Mengapa Penderita Stroke Sering Mendengkur Saat Tidur?

Saat seseorang mengalami stroke, tubuhnya bisa mengalami berbagai perubahan, termasuk pada cara bernapas saat tidur. Banyak keluarga yang bertanya-tanya mengapa orang yang pernah stroke jadi lebih sering mendengkur. Jawabannya terletak pada gangguan otot akibat kerusakan saraf pasca-stroke.

Otot lidah dan saluran napas melemah setelah stroke karena impuls syaraf yang mengendalikannya terganggu. Akibatnya, otot-otot di sekitar tenggorokan menjadi tidak sekuat dulu. Saat tidur, otot-otot ini justru semakin rileks—dan pada kondisi normal, ini wajar.

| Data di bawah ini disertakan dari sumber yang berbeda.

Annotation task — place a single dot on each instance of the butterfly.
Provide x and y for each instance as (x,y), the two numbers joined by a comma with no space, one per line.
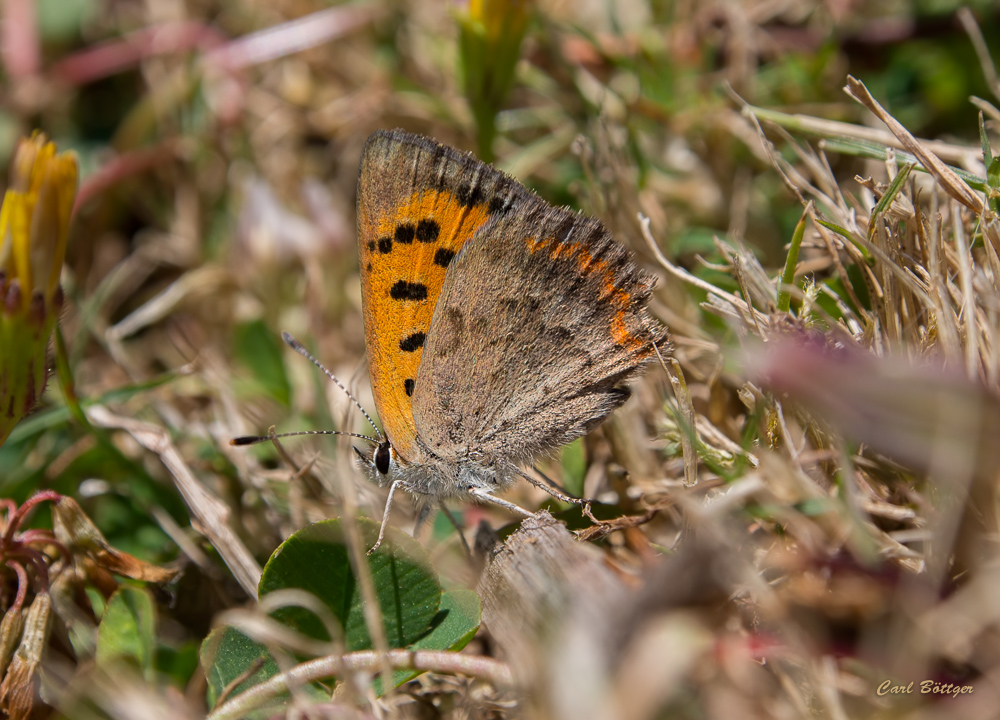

Tapi pada pasien stroke, kelemahan ini membuat saluran napas lebih mudah sempit atau bahkan sebagian tertutup.

Ketika aliran udara melewati saluran yang menyempit, terjadilah getaran pada jaringan lunak di tenggorokan. Nah, getaran inilah yang menghasilkan suara dengkuran—sering kali keras dan tidak teratur. Ini bukan sekadar kebiasaan tidur, melainkan sinyal bahwa sistem pernapasan sedang bekerja lebih keras dari biasanya.

Dengkuran pada pasien stroke juga bisa jadi tanda adanya sleep apnea, kondisi serius saat napas berhenti sesaat saat tidur. Gangguan ini meningkatkan risiko tekanan darah tinggi, kelelahan siang hari, bahkan risiko stroke ulang.

Oleh karena itu, bila orang yang pernah stroke mulai mendengkur keras secara tiba-tiba, sebaiknya segera konsultasi ke dokter. Evaluasi tidur bisa membantu menentukan apakah perlu penanganan seperti terapi napas malam (CPAP) atau latihan otot pernapasan. Dengan penanganan tepat, kualitas tidur dan pemulihan bisa jauh lebih baik.